In November 2003, Newport News Police Detectives obtained information leading them to believe that Atwater was engaged in the distribution of cocaine base, more commonly referred to as “crack-co *628 caine.” Detectives subsequently launched an undercover investigation. On seven separate occasions between December 4, 2003 and January 6, 2004, the Government charges that Atwater possessed, sold, or attempted to sell varying amounts of crack-cocaine to an undercover police officer. The last three of these alleged encounters are the subject of the instant Motion.

According to the Government, an undercover detective contacted Atwater and arranged to meet her on December 18, 2003, in the parking lot of the Target store in Newport News, Virginia, at the corner of Oyster Point and Jefferson Avenue. Upon meeting Atwater at the parking lot, the detective allegedly purchased eleven grams of crack-cocaine from her. Thereafter, the detective allegedly arranged to meet Atwater at the same location on two additional occasions, first on December 22, 2003, when the detective claims to have purchased six grams of crack-cocaine from her, and again two weeks later, on January 6, 2004, when the detective arrested her for possessing and intending to sell one-half of one ounce of crack-cocaine. The Government maintains that Atwater selected the Target parking lot as the meeting place for at least the first two alleged encounters.
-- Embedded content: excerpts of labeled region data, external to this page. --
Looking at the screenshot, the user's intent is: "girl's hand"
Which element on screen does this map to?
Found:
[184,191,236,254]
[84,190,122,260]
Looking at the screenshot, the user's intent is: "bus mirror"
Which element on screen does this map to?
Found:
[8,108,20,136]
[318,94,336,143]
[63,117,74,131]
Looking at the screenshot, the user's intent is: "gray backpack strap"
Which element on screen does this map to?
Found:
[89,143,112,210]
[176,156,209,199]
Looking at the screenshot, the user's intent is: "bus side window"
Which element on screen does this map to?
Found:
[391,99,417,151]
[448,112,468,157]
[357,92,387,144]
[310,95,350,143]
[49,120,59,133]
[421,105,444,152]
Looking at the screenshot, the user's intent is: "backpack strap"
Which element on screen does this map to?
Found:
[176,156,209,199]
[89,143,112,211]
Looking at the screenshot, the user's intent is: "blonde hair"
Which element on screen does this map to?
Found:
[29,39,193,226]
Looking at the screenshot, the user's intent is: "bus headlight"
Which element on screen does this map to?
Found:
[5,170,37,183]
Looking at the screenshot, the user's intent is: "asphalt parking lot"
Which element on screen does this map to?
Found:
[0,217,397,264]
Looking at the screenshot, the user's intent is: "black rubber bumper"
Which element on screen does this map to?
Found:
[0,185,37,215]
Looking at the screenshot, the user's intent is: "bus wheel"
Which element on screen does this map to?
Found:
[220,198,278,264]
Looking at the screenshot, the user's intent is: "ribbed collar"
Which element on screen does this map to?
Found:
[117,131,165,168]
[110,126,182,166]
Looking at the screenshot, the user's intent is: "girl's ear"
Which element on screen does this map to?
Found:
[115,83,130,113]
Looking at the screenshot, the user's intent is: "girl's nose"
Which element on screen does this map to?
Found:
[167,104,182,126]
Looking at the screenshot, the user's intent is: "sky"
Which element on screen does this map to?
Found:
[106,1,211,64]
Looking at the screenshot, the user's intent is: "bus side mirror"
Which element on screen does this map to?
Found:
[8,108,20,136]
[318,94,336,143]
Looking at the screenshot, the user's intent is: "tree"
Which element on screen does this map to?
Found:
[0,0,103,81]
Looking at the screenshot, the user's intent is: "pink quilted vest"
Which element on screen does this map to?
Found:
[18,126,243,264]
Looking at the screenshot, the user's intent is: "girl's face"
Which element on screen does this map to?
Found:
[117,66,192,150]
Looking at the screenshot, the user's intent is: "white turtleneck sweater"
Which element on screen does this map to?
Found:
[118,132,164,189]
In her Motion, Atwater contends that at each of the alleged meetings the detective parked his car and waited for her to locate him in the Target parking lot before engaging in the purported transactions. She also argues that the Government has no evidence supporting the claim that she proposed the Target parking lot as the meeting place for the alleged encounters with the police detective.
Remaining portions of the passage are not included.